I'm going to send you my darlin' Callie for a weekend so she can wake you up at 1 in the morning to go treasure hunting. :HistericalSmiley:

And I LOVE that you put up a fence inside a fence!! What we won't do for our babies. Yes I remember that pic you took of that eagle! So scary!



edelweiss said:


> Crysta, if it is tall enough 4-6 feet you might consider putting up a green mesh netting over the top (I use this on my tomato plants that I grow upward to keep birds out). It can be taken down & replaced easily & would totally prevent hawks entrance to a run. That way it could be long & not so wide for running for the pups.
> There are certainly lots of other kinds of mesh that can be used. It would give you peace of mind!


You know, the more I'm thinking about it, the more I like the idea of some type of netting that I can take on and off for the top. Jett & Callie get hardly any sun being here at the store with me and on a Sunday, if it's nice and sunny, it would be nice to be able to let them enjoy laying in the grass and soaking up some rays and I could be just inside in the kitchen but not sitting outside with them.


----------



## Canada (Jun 4, 2009)

The fence is a really pretty design.
Let us know how it works if you go ahead with it.

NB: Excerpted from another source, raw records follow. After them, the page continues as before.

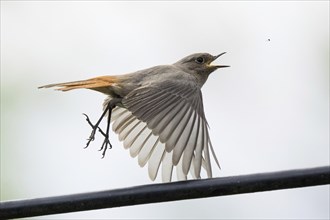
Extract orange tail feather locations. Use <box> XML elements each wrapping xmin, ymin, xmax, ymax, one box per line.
<box><xmin>38</xmin><ymin>76</ymin><xmax>117</xmax><ymax>92</ymax></box>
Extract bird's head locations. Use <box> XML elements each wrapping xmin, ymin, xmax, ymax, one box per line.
<box><xmin>174</xmin><ymin>52</ymin><xmax>229</xmax><ymax>76</ymax></box>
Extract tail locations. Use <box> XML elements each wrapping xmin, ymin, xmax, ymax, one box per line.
<box><xmin>38</xmin><ymin>76</ymin><xmax>117</xmax><ymax>92</ymax></box>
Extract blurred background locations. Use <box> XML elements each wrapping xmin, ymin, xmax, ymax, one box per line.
<box><xmin>1</xmin><ymin>1</ymin><xmax>329</xmax><ymax>219</ymax></box>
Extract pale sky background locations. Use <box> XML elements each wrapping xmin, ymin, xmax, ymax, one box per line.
<box><xmin>1</xmin><ymin>1</ymin><xmax>330</xmax><ymax>219</ymax></box>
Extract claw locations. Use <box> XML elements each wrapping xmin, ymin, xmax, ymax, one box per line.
<box><xmin>83</xmin><ymin>99</ymin><xmax>114</xmax><ymax>158</ymax></box>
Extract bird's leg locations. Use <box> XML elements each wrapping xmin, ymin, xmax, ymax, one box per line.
<box><xmin>99</xmin><ymin>107</ymin><xmax>112</xmax><ymax>158</ymax></box>
<box><xmin>84</xmin><ymin>100</ymin><xmax>118</xmax><ymax>154</ymax></box>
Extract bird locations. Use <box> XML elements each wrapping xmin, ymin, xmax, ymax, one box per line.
<box><xmin>38</xmin><ymin>52</ymin><xmax>229</xmax><ymax>182</ymax></box>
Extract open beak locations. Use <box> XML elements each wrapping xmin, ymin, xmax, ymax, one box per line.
<box><xmin>212</xmin><ymin>52</ymin><xmax>230</xmax><ymax>68</ymax></box>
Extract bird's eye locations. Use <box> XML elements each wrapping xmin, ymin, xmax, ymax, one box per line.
<box><xmin>195</xmin><ymin>57</ymin><xmax>204</xmax><ymax>64</ymax></box>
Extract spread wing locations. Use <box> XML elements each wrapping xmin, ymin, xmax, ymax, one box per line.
<box><xmin>111</xmin><ymin>83</ymin><xmax>219</xmax><ymax>182</ymax></box>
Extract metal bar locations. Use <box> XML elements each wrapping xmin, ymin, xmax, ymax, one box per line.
<box><xmin>0</xmin><ymin>166</ymin><xmax>330</xmax><ymax>219</ymax></box>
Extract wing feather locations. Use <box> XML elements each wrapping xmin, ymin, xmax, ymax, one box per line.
<box><xmin>112</xmin><ymin>82</ymin><xmax>218</xmax><ymax>182</ymax></box>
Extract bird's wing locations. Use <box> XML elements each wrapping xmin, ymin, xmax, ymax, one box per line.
<box><xmin>111</xmin><ymin>83</ymin><xmax>219</xmax><ymax>182</ymax></box>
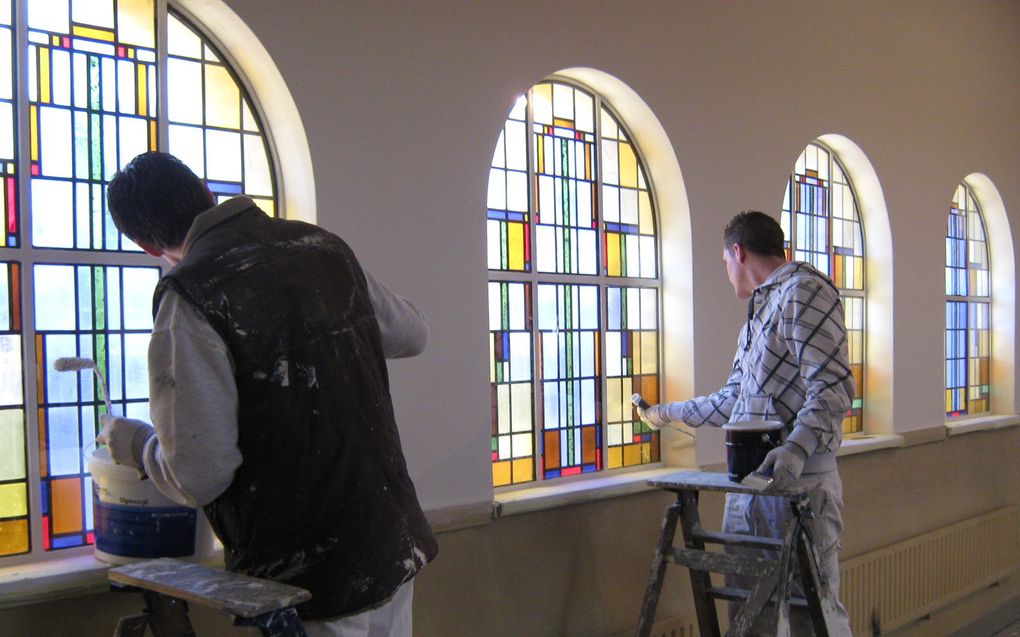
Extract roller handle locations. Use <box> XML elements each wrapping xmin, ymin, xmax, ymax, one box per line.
<box><xmin>630</xmin><ymin>393</ymin><xmax>652</xmax><ymax>409</ymax></box>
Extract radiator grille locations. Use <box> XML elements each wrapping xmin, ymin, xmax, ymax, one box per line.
<box><xmin>839</xmin><ymin>507</ymin><xmax>1020</xmax><ymax>636</ymax></box>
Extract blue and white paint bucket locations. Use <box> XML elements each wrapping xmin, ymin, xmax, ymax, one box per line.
<box><xmin>89</xmin><ymin>447</ymin><xmax>213</xmax><ymax>564</ymax></box>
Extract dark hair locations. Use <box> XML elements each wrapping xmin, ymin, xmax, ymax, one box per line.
<box><xmin>722</xmin><ymin>210</ymin><xmax>786</xmax><ymax>258</ymax></box>
<box><xmin>106</xmin><ymin>152</ymin><xmax>216</xmax><ymax>250</ymax></box>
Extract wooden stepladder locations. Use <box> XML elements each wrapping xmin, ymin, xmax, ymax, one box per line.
<box><xmin>109</xmin><ymin>558</ymin><xmax>311</xmax><ymax>637</ymax></box>
<box><xmin>635</xmin><ymin>471</ymin><xmax>835</xmax><ymax>637</ymax></box>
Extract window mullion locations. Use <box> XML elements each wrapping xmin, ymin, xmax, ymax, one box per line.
<box><xmin>524</xmin><ymin>90</ymin><xmax>552</xmax><ymax>482</ymax></box>
<box><xmin>592</xmin><ymin>93</ymin><xmax>609</xmax><ymax>471</ymax></box>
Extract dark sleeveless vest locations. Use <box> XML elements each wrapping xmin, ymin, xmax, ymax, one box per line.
<box><xmin>154</xmin><ymin>200</ymin><xmax>438</xmax><ymax>619</ymax></box>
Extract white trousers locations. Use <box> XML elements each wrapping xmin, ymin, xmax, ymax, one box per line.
<box><xmin>301</xmin><ymin>580</ymin><xmax>414</xmax><ymax>637</ymax></box>
<box><xmin>722</xmin><ymin>471</ymin><xmax>851</xmax><ymax>637</ymax></box>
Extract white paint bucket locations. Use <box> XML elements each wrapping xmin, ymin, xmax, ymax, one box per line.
<box><xmin>89</xmin><ymin>447</ymin><xmax>213</xmax><ymax>564</ymax></box>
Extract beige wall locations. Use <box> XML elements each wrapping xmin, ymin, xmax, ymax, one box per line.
<box><xmin>0</xmin><ymin>0</ymin><xmax>1020</xmax><ymax>635</ymax></box>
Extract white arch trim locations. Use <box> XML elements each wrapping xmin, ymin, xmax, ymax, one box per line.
<box><xmin>818</xmin><ymin>134</ymin><xmax>895</xmax><ymax>433</ymax></box>
<box><xmin>964</xmin><ymin>172</ymin><xmax>1016</xmax><ymax>415</ymax></box>
<box><xmin>172</xmin><ymin>0</ymin><xmax>316</xmax><ymax>223</ymax></box>
<box><xmin>553</xmin><ymin>67</ymin><xmax>694</xmax><ymax>458</ymax></box>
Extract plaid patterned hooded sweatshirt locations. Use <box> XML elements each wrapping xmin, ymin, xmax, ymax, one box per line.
<box><xmin>669</xmin><ymin>262</ymin><xmax>854</xmax><ymax>473</ymax></box>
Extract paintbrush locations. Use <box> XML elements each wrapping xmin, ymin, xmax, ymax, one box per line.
<box><xmin>53</xmin><ymin>357</ymin><xmax>113</xmax><ymax>416</ymax></box>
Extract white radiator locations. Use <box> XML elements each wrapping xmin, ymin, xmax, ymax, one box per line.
<box><xmin>839</xmin><ymin>507</ymin><xmax>1020</xmax><ymax>637</ymax></box>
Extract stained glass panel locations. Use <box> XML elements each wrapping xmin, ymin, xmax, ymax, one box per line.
<box><xmin>0</xmin><ymin>0</ymin><xmax>20</xmax><ymax>248</ymax></box>
<box><xmin>0</xmin><ymin>262</ymin><xmax>31</xmax><ymax>556</ymax></box>
<box><xmin>537</xmin><ymin>283</ymin><xmax>603</xmax><ymax>478</ymax></box>
<box><xmin>489</xmin><ymin>281</ymin><xmax>534</xmax><ymax>486</ymax></box>
<box><xmin>946</xmin><ymin>183</ymin><xmax>991</xmax><ymax>418</ymax></box>
<box><xmin>779</xmin><ymin>144</ymin><xmax>865</xmax><ymax>433</ymax></box>
<box><xmin>7</xmin><ymin>0</ymin><xmax>276</xmax><ymax>556</ymax></box>
<box><xmin>605</xmin><ymin>287</ymin><xmax>659</xmax><ymax>469</ymax></box>
<box><xmin>487</xmin><ymin>82</ymin><xmax>660</xmax><ymax>487</ymax></box>
<box><xmin>33</xmin><ymin>264</ymin><xmax>159</xmax><ymax>549</ymax></box>
<box><xmin>531</xmin><ymin>84</ymin><xmax>598</xmax><ymax>274</ymax></box>
<box><xmin>166</xmin><ymin>13</ymin><xmax>275</xmax><ymax>215</ymax></box>
<box><xmin>28</xmin><ymin>0</ymin><xmax>157</xmax><ymax>250</ymax></box>
<box><xmin>487</xmin><ymin>97</ymin><xmax>531</xmax><ymax>272</ymax></box>
<box><xmin>601</xmin><ymin>108</ymin><xmax>658</xmax><ymax>278</ymax></box>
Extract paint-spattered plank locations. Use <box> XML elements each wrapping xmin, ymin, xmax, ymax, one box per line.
<box><xmin>109</xmin><ymin>558</ymin><xmax>312</xmax><ymax>618</ymax></box>
<box><xmin>648</xmin><ymin>471</ymin><xmax>821</xmax><ymax>497</ymax></box>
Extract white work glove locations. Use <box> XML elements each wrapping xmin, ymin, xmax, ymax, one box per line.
<box><xmin>638</xmin><ymin>403</ymin><xmax>672</xmax><ymax>431</ymax></box>
<box><xmin>755</xmin><ymin>440</ymin><xmax>808</xmax><ymax>490</ymax></box>
<box><xmin>96</xmin><ymin>414</ymin><xmax>156</xmax><ymax>471</ymax></box>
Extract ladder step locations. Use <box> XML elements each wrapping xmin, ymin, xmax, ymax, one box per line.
<box><xmin>705</xmin><ymin>586</ymin><xmax>808</xmax><ymax>608</ymax></box>
<box><xmin>692</xmin><ymin>526</ymin><xmax>782</xmax><ymax>550</ymax></box>
<box><xmin>673</xmin><ymin>548</ymin><xmax>778</xmax><ymax>577</ymax></box>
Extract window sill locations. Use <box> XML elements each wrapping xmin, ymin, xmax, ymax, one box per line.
<box><xmin>836</xmin><ymin>433</ymin><xmax>904</xmax><ymax>458</ymax></box>
<box><xmin>493</xmin><ymin>467</ymin><xmax>682</xmax><ymax>519</ymax></box>
<box><xmin>946</xmin><ymin>414</ymin><xmax>1020</xmax><ymax>436</ymax></box>
<box><xmin>0</xmin><ymin>542</ymin><xmax>223</xmax><ymax>609</ymax></box>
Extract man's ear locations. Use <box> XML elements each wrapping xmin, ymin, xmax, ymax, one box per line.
<box><xmin>136</xmin><ymin>242</ymin><xmax>163</xmax><ymax>259</ymax></box>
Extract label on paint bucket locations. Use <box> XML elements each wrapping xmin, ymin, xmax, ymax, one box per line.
<box><xmin>92</xmin><ymin>493</ymin><xmax>198</xmax><ymax>558</ymax></box>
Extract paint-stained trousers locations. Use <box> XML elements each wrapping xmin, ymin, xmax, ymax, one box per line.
<box><xmin>722</xmin><ymin>471</ymin><xmax>851</xmax><ymax>637</ymax></box>
<box><xmin>303</xmin><ymin>580</ymin><xmax>414</xmax><ymax>637</ymax></box>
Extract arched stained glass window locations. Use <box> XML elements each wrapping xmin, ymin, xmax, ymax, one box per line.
<box><xmin>780</xmin><ymin>144</ymin><xmax>865</xmax><ymax>433</ymax></box>
<box><xmin>946</xmin><ymin>183</ymin><xmax>991</xmax><ymax>418</ymax></box>
<box><xmin>488</xmin><ymin>81</ymin><xmax>660</xmax><ymax>486</ymax></box>
<box><xmin>0</xmin><ymin>0</ymin><xmax>276</xmax><ymax>559</ymax></box>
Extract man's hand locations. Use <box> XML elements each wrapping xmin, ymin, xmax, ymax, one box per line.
<box><xmin>96</xmin><ymin>414</ymin><xmax>156</xmax><ymax>471</ymax></box>
<box><xmin>638</xmin><ymin>404</ymin><xmax>672</xmax><ymax>431</ymax></box>
<box><xmin>755</xmin><ymin>441</ymin><xmax>808</xmax><ymax>490</ymax></box>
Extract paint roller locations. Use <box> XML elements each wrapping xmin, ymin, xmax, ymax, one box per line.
<box><xmin>53</xmin><ymin>357</ymin><xmax>113</xmax><ymax>415</ymax></box>
<box><xmin>630</xmin><ymin>393</ymin><xmax>697</xmax><ymax>439</ymax></box>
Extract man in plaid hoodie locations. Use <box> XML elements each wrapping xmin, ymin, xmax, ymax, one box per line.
<box><xmin>641</xmin><ymin>211</ymin><xmax>854</xmax><ymax>637</ymax></box>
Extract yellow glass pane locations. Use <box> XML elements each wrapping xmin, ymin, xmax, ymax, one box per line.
<box><xmin>50</xmin><ymin>478</ymin><xmax>82</xmax><ymax>535</ymax></box>
<box><xmin>620</xmin><ymin>142</ymin><xmax>638</xmax><ymax>188</ymax></box>
<box><xmin>606</xmin><ymin>446</ymin><xmax>623</xmax><ymax>469</ymax></box>
<box><xmin>205</xmin><ymin>65</ymin><xmax>241</xmax><ymax>128</ymax></box>
<box><xmin>513</xmin><ymin>458</ymin><xmax>534</xmax><ymax>484</ymax></box>
<box><xmin>71</xmin><ymin>24</ymin><xmax>113</xmax><ymax>42</ymax></box>
<box><xmin>0</xmin><ymin>482</ymin><xmax>29</xmax><ymax>518</ymax></box>
<box><xmin>507</xmin><ymin>223</ymin><xmax>524</xmax><ymax>270</ymax></box>
<box><xmin>252</xmin><ymin>197</ymin><xmax>276</xmax><ymax>217</ymax></box>
<box><xmin>0</xmin><ymin>520</ymin><xmax>29</xmax><ymax>555</ymax></box>
<box><xmin>493</xmin><ymin>461</ymin><xmax>510</xmax><ymax>486</ymax></box>
<box><xmin>117</xmin><ymin>0</ymin><xmax>156</xmax><ymax>49</ymax></box>
<box><xmin>606</xmin><ymin>232</ymin><xmax>620</xmax><ymax>276</ymax></box>
<box><xmin>623</xmin><ymin>444</ymin><xmax>641</xmax><ymax>467</ymax></box>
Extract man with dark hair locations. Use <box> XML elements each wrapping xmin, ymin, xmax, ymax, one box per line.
<box><xmin>100</xmin><ymin>153</ymin><xmax>438</xmax><ymax>637</ymax></box>
<box><xmin>640</xmin><ymin>211</ymin><xmax>854</xmax><ymax>637</ymax></box>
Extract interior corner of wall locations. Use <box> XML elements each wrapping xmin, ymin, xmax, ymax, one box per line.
<box><xmin>964</xmin><ymin>172</ymin><xmax>1018</xmax><ymax>414</ymax></box>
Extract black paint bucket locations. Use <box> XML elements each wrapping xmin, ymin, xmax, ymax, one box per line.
<box><xmin>722</xmin><ymin>420</ymin><xmax>782</xmax><ymax>482</ymax></box>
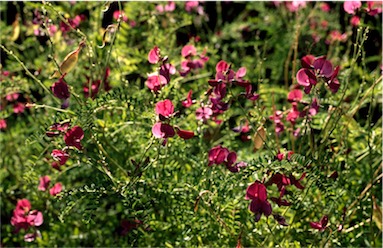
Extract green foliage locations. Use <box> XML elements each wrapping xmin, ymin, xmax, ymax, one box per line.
<box><xmin>0</xmin><ymin>1</ymin><xmax>382</xmax><ymax>247</ymax></box>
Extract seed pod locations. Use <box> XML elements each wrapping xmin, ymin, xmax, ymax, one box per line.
<box><xmin>254</xmin><ymin>126</ymin><xmax>266</xmax><ymax>152</ymax></box>
<box><xmin>50</xmin><ymin>41</ymin><xmax>85</xmax><ymax>79</ymax></box>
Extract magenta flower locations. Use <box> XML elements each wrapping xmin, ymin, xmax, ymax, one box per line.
<box><xmin>11</xmin><ymin>199</ymin><xmax>43</xmax><ymax>233</ymax></box>
<box><xmin>148</xmin><ymin>46</ymin><xmax>160</xmax><ymax>64</ymax></box>
<box><xmin>245</xmin><ymin>181</ymin><xmax>272</xmax><ymax>222</ymax></box>
<box><xmin>146</xmin><ymin>75</ymin><xmax>168</xmax><ymax>93</ymax></box>
<box><xmin>208</xmin><ymin>145</ymin><xmax>229</xmax><ymax>166</ymax></box>
<box><xmin>310</xmin><ymin>215</ymin><xmax>328</xmax><ymax>232</ymax></box>
<box><xmin>51</xmin><ymin>74</ymin><xmax>70</xmax><ymax>100</ymax></box>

I have the link saved, and if it works good for your crew,
I might try to find it here to use in my yard.
We just got a Lowe's here last year.


----------



## gigigirlz (Jun 18, 2007)

Like the fence....Hate, Hate, Hate the Hawks....


----------



## Barb and the boys (Oct 26, 2007)

That's my fence!! I took down white lattice that I had around the Pooey Lawn and put up this fencing. I have it going from my outside fence, 5 panels, turn 3 panels and the last turn is behind my kiwi arbor. 

I have probably had it up a year and it is great. I would take a picture, but the black just disappears into the background. 

I have no problems in keeping the lawn down, it has stakes that you put down in the ground on the ends, and I just weed whip around them. The hinge is just a slot and peg system, so if you are going to be using it as a gate, I would secure with a tape or something, because if one side is raised up, it will come out of the slot. There are other styles of fence with matching gates, but the leaf pattern did not have a match.

If you need to cover to keep the hawks out, but let the sun in, I would just get some bird netting and it could easily be attached to the top, and removed for mowing.

The old lattice gave Twinkie more privacy when he had to do his "duty", and when it first went up, he could see to the back of the yard where the cats are and he was a little reluctant to poop. He got over it soon.

Good luck if you decide to get it. I am thinking about getting more and using it in the front yard for my climbing roses.

Barb & Twinkie


----------